The novel is meant to present the interleaving of William Frederick Kohler's massive academic study, Guilt & Innocence in Hitler's Germany, and his diverting attempts to write the study's introduction. But Kohler does not like introductions; he likes endings; so his stops and statrts end up churning out a heap of pages about his own life. To say that it is confessional literature is an understatement--Kohler's level of baring it all puts Dostoyevsky to shame. So searing and intimate are the pages he turns out that he takes to hiding them within the pages of his historical study. What we, the readers, then have is the stack of interleaved pages. But although, to the reader who has not yet read The Tunnel, this could sound like something akin to Burroughs's cut-ups, I found the text fairly linear and readable. Perhaps, though, this is indicative of the warping I've undergone from the ilk of books I invite into my mind.
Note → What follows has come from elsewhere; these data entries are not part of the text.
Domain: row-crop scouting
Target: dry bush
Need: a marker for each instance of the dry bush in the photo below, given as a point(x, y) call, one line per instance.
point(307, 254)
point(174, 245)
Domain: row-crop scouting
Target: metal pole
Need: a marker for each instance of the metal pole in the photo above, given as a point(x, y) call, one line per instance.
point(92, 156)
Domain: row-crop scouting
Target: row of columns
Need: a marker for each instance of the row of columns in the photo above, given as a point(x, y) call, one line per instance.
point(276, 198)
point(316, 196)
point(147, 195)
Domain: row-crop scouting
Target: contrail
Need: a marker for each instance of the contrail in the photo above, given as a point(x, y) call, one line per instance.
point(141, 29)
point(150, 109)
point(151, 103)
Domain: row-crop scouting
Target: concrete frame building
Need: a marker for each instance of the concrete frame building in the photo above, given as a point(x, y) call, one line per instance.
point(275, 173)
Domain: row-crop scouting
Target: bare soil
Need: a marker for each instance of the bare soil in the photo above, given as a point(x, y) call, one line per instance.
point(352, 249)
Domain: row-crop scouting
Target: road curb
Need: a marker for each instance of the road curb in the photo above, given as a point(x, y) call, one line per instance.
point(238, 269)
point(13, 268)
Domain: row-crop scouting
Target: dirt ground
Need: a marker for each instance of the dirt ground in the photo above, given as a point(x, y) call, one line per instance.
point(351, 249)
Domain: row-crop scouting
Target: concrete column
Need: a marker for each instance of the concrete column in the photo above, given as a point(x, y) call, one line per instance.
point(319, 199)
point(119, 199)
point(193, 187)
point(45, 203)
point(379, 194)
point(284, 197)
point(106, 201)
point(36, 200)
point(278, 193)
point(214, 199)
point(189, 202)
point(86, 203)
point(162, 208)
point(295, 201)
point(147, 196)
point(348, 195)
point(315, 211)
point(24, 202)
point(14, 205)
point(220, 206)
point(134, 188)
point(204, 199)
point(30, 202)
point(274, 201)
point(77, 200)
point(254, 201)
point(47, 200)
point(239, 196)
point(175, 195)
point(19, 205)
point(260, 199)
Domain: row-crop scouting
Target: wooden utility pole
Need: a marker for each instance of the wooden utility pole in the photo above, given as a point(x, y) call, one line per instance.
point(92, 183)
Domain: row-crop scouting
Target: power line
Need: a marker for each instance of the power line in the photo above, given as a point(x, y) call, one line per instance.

Without a doubt William Kohler is the most embittered, angriest, loneliest man in all of literature. As much as I stay away from such superlative statements--for I haven't, of course, read all of literature--I feel confident in my assertion. Kohler will upset you if you have at least a paucity of a moral code. He resents everyone and everything around him and holds nothing back in his telling us so. A principal target of his bitterness and resentment is the female, especially his wife Martha. This is a bold move on Gass's part, delivering a novel in 1995 while the women's lib movement of the 70s and 80s was still targeting WASP writers (or what David Foster Wallace called "Great Male Narcissists") for their base misogyny. But Gass has a trick up his sleeve. Kohler, in his monumental attacks against the feminine, is not very...endowed. Yes, and it consumes him, as the reader will find. What is interesting here it that, one of the invectives against WASP mega-novels is that it is a way of asserting the phallus on the world. We are thus forced to look for something beyond this easy way out; and, in the end, Gass will begin to bring us to an understanding and, just possibly, to sympathize with Kohler.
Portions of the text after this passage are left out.